The COLA that Barnes hopes to defrost would be worth about $30 per month to the typical retiree here, and about half that to widows and widowers of retirees.
Although Barnes' proposed amendment is regarded as a long shot, Congress could decide to give retirees retroactive payments or authorize a raise that would kick in later this year. There are more than 100,000 retirees in the Washington area.
Because of the Gramm-Rudman-Hollings legislation, millions of U.S. retirees were denied the 3.1 percent inflation adjustment given to Social Security recipients.
The COLAs for federal-military and Social Security recipients were designed to help them catch up with inflation each year.

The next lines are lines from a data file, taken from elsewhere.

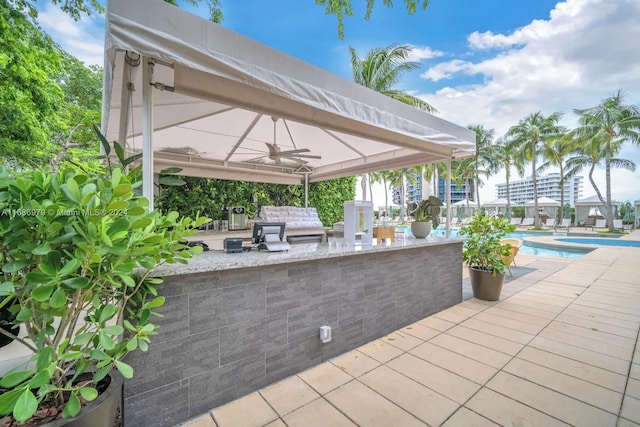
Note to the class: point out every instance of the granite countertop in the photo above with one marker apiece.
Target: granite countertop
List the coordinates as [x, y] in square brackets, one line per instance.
[219, 260]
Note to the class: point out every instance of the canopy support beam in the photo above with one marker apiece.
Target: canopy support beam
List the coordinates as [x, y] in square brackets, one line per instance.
[447, 198]
[147, 130]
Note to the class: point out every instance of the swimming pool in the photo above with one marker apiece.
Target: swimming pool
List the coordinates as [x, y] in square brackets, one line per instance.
[605, 242]
[526, 248]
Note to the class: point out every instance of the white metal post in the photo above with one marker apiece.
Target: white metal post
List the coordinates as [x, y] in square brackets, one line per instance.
[447, 198]
[306, 190]
[147, 130]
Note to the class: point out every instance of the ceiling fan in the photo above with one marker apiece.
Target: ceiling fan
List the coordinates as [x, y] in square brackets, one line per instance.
[293, 157]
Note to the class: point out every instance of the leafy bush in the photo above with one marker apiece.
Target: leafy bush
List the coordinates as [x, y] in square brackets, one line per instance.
[482, 247]
[77, 253]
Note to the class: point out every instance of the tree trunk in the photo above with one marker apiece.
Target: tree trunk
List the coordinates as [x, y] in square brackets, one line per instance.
[536, 215]
[593, 183]
[608, 177]
[477, 185]
[386, 198]
[363, 184]
[371, 192]
[508, 213]
[560, 214]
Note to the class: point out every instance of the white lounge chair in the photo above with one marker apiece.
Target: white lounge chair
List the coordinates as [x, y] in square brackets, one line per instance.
[515, 247]
[516, 221]
[617, 225]
[526, 222]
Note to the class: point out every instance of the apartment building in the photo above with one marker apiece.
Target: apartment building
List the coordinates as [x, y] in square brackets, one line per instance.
[414, 192]
[521, 191]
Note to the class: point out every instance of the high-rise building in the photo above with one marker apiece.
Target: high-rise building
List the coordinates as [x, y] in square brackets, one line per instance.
[521, 191]
[466, 190]
[414, 192]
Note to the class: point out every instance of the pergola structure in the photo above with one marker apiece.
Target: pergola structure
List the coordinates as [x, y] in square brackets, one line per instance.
[593, 207]
[499, 205]
[190, 93]
[545, 204]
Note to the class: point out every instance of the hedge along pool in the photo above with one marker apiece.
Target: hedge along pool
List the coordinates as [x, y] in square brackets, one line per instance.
[605, 242]
[542, 249]
[527, 248]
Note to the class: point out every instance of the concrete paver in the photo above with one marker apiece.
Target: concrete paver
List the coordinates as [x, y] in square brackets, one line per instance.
[557, 350]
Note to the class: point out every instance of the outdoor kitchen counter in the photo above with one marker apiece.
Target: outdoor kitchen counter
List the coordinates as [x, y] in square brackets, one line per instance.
[219, 260]
[235, 322]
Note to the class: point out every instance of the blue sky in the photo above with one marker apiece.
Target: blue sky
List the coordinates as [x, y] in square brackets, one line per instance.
[490, 62]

Barnes' plan is possible because the Supreme Court struck down a central provision in Gramm-Rudman that would have required automatic cutbacks if federal deficit targets weren't met. The court said that Congress can still make the cuts, but must directly vote on them. Congress has up to 60 days to reaffirm the cuts already in effect, but it could act much sooner.
Tomorrow, the Office of Management and Budget and the Congressional Budget Office are expected to send Congress a revised package of spending cuts for the current fiscal year, which began eight months ago.
That package is expected to recommend continuation of the COLA freeze, which covers 1.9 million civilian federal retirees and 1.6 million military retirees and survivors.
Once the OMB-CBO package goes to Congress, the clock for legislative action begins ticking. If Congress approves the revised plan, most of the cuts imposed earlier, including the retiree COLA freeze, will stand.
The House will act first on the new spending cut procedures. If the leadership agrees, amendments such as Barnes' will be considered on the House floor.
If not, members will have to vote up or down on the entire package, which includes many other important items. People
Jack Zwirn has retired after 34 years with the Merit Systems Protection Board, Labor Department, Customs Service and Civil Service Commission.
The Air Force has reclaimed Freda W. Kurtz, who was mislabeled here yesterday as a (can you believe it?) Navy Department employe. Kurtz, the new president of Federally Employed Women Inc., says that although some of her best friends are in that other outfit, she is 100 percent Air Force.
Reps. Frank Wolf (R-Va.) and Steny Hoyer (D-Md.) have been given top service awards by the Professional Managers Association. PMA honored its president Don Gillis for outstanding service, and gave special awards to the Labor Department's Helene Benson, and to 11-year-old Donny Gillis Jr. for long unpaid hours of service to PMA.
General Services Administrator Terence C. Golden has been given the Senior Executive Association's leadership award. He was cited for streamlining GSA, working closely with career executives and for liberalizing federal travelers expense account allowances.